20 October 2010
Be self-controlled and alert. Your enemy the devil prowls around like a roaring lion looking for someone to devour. Resist him, standing firm in the faith, because you know that your brothers throughout the world are undergoing the same kind of sufferings.
So much is said throughout scripture. Some of it is heavy on theology defining Christianity, its beliefs, standards and God’s character. The gospel message of The Savior Jesus Christ permeates the bible from beginning to end. But the overwhelming majority of scripture is simply stories, parables and other telling that either directly show us, or intimate to us a practical, Godly way to live.
In the passage that I was taken to today in I Peter, Peter is speaking specifically to church elders or leaders. Peter however, was a man who had experienced much with regards to the joy of walking with Jesus, to the utter failure of falling away at the moment that Jesus needed him most going so far as to deny Jesus with anathema. Yet, despite the prototypical roller-coaster life Peter lived – after finding his real faith at the sea-side breakfast prepared by Jesus Himself, he stayed faithful to the bitter end. And remember, the end was bitter for Peter, as church history credits Peter dying a martyr’s death, crucified upside down on an “X” shaped cross. Peter, knew love, he knew the wiles of the enemy, and more than any man that walked in those days, Peter knew Grace.
Knowing Grace, Peter applied it will liberality, and skill. But he also knew that after knowing your salvation is assured, that there was still much work to be done, and that resting on one’s laurels was simply not possible, if for no other reason than for self preservation.
Leadership is critical in any organization. Perhaps more so in an organization that deals with the solving of conflicts and problems, or one that is responsible for the proper dispersal of benefits. Take government, any government as an example. Poor leadership leads to corruption, and corruption eventually leads to collapse. Look at the CEO’s of major corporations. They must have solid control if their profits are to continue to grow, or the business collapses. Peter knew that because of the Grace gifted to us by God, that leadership was critical. He also knew that while Grace is an indispensible element of the Christian walk, applying it so liberally that sin is overlooked, or that poor leadership is allowed to continue, not only endangers the individual, but the church as a whole. If there’s an infection in the brain, the whole body suffers.
Peter understood that self control, in conjunction with an ever vigilant attitude and posture against the injection of sin, corruption, and apathy was a necessary posture for all believers. He warns us that in spite of our ‘warm fuzzy’ feeling associated with our salvation, that we cannot allow that peace that surpasses all understanding to hypnotize us into a position of lethargy that opens us up to an enemy that is constantly seeking to stumble or steal you.
Peter tells his readers that self control and vigilance are staples to a Christian character. If we are celebrating our Christianity in such as way that we are not practicing self control from the sin that seeks us, and being vigilant to always be looking for the enemy trying to find his way into our lives and walks, that we could be in trouble.

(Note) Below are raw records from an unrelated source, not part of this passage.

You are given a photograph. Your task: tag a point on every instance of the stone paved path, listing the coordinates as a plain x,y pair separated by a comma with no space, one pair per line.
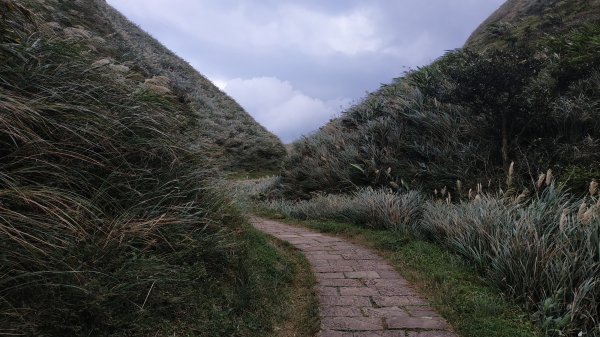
360,294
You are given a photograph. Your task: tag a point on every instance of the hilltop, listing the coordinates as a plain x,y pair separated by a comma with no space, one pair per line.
472,112
118,46
113,218
527,21
492,151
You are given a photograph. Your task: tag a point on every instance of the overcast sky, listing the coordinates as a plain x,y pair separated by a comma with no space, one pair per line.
294,64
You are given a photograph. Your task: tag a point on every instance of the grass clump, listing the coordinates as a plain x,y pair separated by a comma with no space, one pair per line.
368,207
542,251
110,224
452,286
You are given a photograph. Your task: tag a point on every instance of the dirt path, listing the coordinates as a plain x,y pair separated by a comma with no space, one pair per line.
360,294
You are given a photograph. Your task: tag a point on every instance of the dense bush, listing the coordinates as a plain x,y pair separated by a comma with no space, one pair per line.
381,209
465,117
543,251
109,223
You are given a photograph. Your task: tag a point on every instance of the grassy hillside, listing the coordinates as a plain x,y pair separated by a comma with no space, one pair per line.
476,132
526,21
118,46
111,221
466,117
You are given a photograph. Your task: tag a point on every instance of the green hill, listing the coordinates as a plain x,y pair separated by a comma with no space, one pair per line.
112,218
471,113
475,133
529,20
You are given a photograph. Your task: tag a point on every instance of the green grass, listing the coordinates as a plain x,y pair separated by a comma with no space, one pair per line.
453,287
271,292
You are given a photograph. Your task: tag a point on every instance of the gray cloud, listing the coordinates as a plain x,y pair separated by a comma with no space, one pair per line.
315,55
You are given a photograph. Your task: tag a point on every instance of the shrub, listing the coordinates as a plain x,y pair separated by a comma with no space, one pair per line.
544,253
110,224
368,207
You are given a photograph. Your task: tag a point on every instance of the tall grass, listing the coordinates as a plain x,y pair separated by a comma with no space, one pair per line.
381,209
109,223
543,251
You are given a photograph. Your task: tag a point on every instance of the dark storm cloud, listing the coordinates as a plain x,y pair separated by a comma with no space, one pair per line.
292,64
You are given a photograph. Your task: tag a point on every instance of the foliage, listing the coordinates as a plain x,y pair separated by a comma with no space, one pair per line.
110,223
372,208
465,117
543,252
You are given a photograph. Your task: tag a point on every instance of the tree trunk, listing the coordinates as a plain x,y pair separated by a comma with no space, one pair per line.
505,139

His continued encouragement in verse 9 tells us, like James did as well, that faith without works is dead, that faith requires work, and that we will be required to not simply stand, but resist! As Paul tells us in I Timothy 6, we must not just flee the things of sin, but seek righteousness! Sometimes fleeing is not enough, and we need to seek God in the midst of our resistance in order to replace what the enemy is trying to corrupt, with the incorruptible God.
And here’s where a little Peter style Grace comes into play. He gives us a reminder of something that Peter himself could have used in his time of trouble. None of us are alone in our struggle. None of us.

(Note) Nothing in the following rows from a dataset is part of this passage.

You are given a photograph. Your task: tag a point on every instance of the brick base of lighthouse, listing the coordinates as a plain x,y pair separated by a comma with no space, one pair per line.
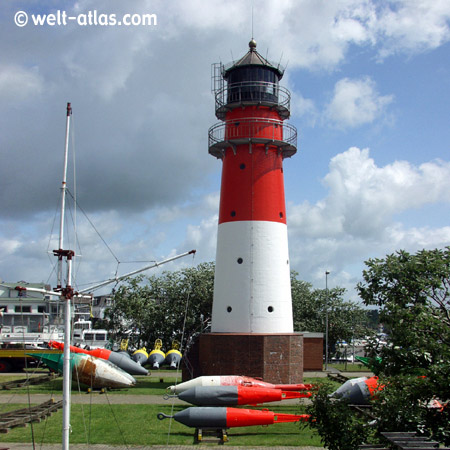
276,358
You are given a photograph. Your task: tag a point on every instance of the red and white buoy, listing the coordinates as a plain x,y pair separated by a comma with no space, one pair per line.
252,290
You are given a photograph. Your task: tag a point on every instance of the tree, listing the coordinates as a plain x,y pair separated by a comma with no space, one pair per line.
413,294
346,319
171,306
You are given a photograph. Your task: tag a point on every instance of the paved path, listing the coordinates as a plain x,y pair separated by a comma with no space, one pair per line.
13,446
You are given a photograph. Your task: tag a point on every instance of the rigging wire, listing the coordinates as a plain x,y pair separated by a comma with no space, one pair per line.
93,226
116,420
181,347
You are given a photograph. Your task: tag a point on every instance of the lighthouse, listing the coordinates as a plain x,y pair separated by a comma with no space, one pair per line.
252,325
252,288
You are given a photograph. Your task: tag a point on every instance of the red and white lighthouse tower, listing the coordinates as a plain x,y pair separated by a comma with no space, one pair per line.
252,289
252,327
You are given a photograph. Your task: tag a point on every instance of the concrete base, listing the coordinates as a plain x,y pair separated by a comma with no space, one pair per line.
276,358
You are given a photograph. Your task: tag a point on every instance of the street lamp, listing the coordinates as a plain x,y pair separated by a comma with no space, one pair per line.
326,319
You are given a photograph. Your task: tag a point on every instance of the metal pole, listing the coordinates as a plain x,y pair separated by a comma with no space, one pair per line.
326,319
67,370
63,195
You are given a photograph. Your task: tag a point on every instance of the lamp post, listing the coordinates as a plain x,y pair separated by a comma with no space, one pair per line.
326,319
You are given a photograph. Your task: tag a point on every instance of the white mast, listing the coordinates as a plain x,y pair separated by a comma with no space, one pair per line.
67,294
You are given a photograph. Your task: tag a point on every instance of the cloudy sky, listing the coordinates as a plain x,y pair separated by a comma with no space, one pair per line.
370,86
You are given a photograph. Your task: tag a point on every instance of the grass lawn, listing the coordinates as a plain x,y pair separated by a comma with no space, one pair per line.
146,385
138,425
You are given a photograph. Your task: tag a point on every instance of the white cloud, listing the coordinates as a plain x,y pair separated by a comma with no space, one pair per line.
359,218
355,103
18,83
412,26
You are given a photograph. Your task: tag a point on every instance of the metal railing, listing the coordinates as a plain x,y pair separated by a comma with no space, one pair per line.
253,92
252,130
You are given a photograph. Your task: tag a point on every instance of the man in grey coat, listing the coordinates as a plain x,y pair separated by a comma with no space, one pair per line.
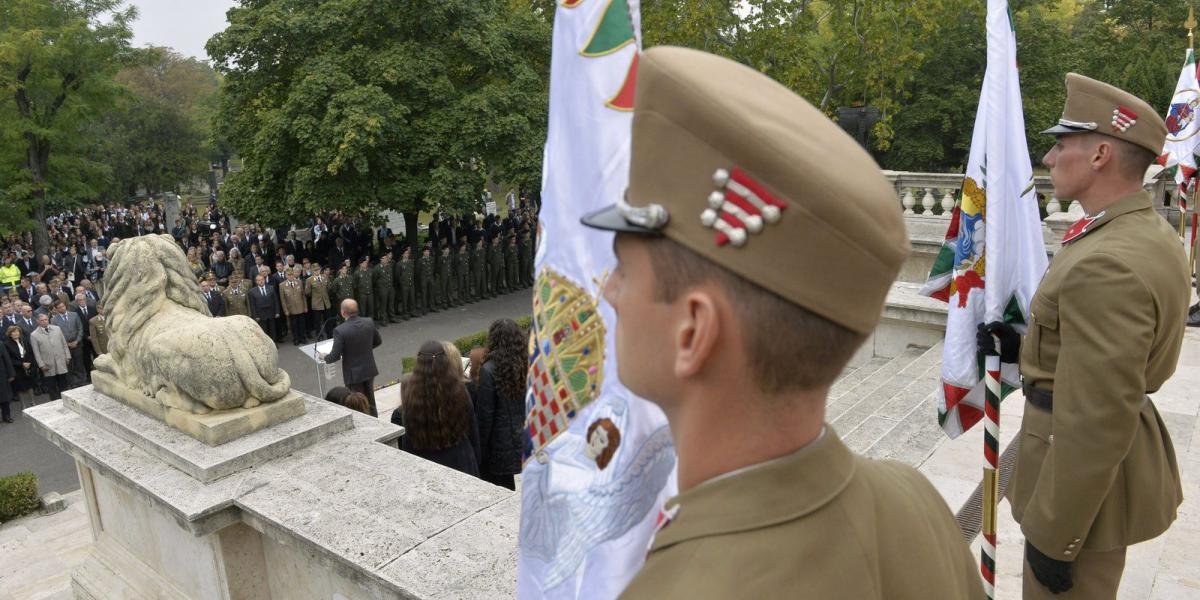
354,343
52,353
73,331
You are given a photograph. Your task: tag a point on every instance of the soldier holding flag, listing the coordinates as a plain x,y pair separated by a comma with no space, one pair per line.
1096,469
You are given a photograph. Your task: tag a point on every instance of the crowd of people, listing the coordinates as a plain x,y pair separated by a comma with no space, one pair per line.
471,420
288,281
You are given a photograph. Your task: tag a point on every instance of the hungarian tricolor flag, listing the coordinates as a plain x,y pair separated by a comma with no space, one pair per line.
997,210
599,461
1180,151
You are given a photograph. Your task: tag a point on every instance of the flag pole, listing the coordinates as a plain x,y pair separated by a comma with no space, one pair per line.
1183,205
990,468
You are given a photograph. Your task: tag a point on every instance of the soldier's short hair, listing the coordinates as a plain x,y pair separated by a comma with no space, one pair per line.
789,348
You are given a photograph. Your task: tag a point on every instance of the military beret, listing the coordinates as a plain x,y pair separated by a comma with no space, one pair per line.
745,173
1101,108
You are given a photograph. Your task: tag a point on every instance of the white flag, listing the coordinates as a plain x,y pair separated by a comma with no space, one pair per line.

I Corinthians 10:13 is the key:
No temptation has overtaken you except such as is common to man; but God is faithful, who will not allow you to be tempted beyond what you are able, but with the temptation will also make the way of escape, that you may be able to bear it.
We are not alone – at any time. Firstly we are the temple of the Holy Spirit, rely on Him. Secondly, we are surrounded by such a cloud of witnesses that the author of Hebrews tells us enables us to lay aside even the heaviest weight – bearing each other’s burdens of course.
As a combat veteran of the United States Infantry, we used to have a saying (well we had many, but this one I can share): “Peace – Through Superior Firepower”. As Christians we have peace, through superior Faith Power, through superior Prayer Power, through Superior Fellowship Power, and because of Superior Grace. In our freedom, joy and peace, let us never rest on our hind-quarters. We do not battle against man, but against powers that seek to devour and destroy us. Like Nehemiah, let us be watchmen on the wall, standing guard in faith. Faith that we have peace in Christ, and faith that when we do hit those fiery trials, that Jesus is always there to put out the fires.